Another potential stumbling block for the deal, however, is how the company will be structured.
Unions would like to see the company renationalised, but Dave Ward, general secretary of the Communication Workers Union (CWU), told the BBC that would be “difficult in the current political and economic environment”.
Instead, what the CWU is pushing for is “a different model of ownership” – that is, where the employees part-own the business.
To get its support for the takeover, the union wants employees to share ownership of the company, along with other concessions including board representation for workers.
It says profit sharing is “not going to be enough to deliver our support and the support of the workforce”.
If the union doesn’t get what it wants, it won’t rule out industrial action, Mr Ward said. Its members went on strike in 2022 and 2023.
Although Mr Kretinsky said he is “very open” to profit sharing, he is not in favour of shared ownership.
“I don’t think the ownership stake is the right model,” he said. “The logic is: share of profit, yes, [but an] ownership structure creates a lot of complexity.
“For instance, what happens if the employee leaves? He has shares, he is leaving, he is not working for the company, he [still] needs remunerating.”
Mr Kretinsky said he didn’t want to create “some anonymous structure” but instead “remunerate the people who are working for the company, and creating value for the company”.

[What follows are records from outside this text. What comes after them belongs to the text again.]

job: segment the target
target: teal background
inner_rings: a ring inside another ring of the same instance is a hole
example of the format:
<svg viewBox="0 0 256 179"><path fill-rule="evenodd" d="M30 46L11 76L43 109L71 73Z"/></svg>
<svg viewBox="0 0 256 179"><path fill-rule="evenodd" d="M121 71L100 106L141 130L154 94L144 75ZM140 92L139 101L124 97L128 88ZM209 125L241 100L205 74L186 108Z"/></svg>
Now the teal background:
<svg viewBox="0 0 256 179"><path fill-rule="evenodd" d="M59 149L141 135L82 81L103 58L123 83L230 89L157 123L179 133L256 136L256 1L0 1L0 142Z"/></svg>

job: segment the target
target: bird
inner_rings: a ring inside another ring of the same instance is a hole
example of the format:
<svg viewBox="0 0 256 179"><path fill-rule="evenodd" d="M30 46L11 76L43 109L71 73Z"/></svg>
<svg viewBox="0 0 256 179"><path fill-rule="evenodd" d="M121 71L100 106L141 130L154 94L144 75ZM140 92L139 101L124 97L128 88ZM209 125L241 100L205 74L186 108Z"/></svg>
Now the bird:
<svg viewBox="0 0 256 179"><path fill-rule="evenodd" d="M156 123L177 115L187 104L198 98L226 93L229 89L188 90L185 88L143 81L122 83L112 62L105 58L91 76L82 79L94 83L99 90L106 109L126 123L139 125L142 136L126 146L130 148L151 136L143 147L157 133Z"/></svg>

The union is also concerned about job losses and changes to the terms and conditions of postal workers’ contracts.
Mr Kretinsky has guaranteed no compulsory redundancies or changes in terms and conditions but only until 2025.
“If we are more successful, and we have more parcels to be delivered, we need not less people, but we need more people,” he said. “So really, job cuts are not part of our plan at all.”
He said if the management, union and employees work together, “we will be successful”.
Another concern is the potential break-up of the business.
The profit for Royal Mail’s parent company last year was entirely generated by its German and Canadian logistics and parcels business, GLS. Royal Mail itself made a loss.
Mr Kretinsky has promised not to split off GLS or load the parentcompany with excessive debt, although borrowings will rise if the deal goes through.
But he has a way to go to convince the CWU.
“I can’t think of any other country in the world that would just just hand over its entire postal service to an overseas equity investor,” Mr Ward of the CWU said.
However, Mr Kretinsky said that the postal unions “do understand that we are on the same ship, and that we need this ship to be successful, and that if we are there, we don’t have any real problems to deal with, because the sky is blue, and it’s blue for everybody.”
The union cannot stop this deal but the government can block it under the National Security and Investment Act.
Business Secretary Jonathan Reynolds has said he will scrutinise the assurances and guarantees given and called on Mr Kretinsky to work constructively with the unions.
Mr Kretinsky may say that he and the unions are ultimately on the same ship but, as things stand, they are not on the same page.
Who is Daniel Kretinsky?
Daniel Kretinsky started his career as a lawyer in his hometown of Brno, before moving to Prague.
He then made serious money in Central and Eastern European energy interests.
This includes Eustream, which transports Russian gas via pipelines that run through Ukraine, the Czech Republic and Slovakia.
He then diversified into other investments, including an almost 10% stake in UK supermarket chain Sainsbury’s and a 27% share in Premier League club West Ham United.
The Czech businessman is worth about £6bn, according to reports.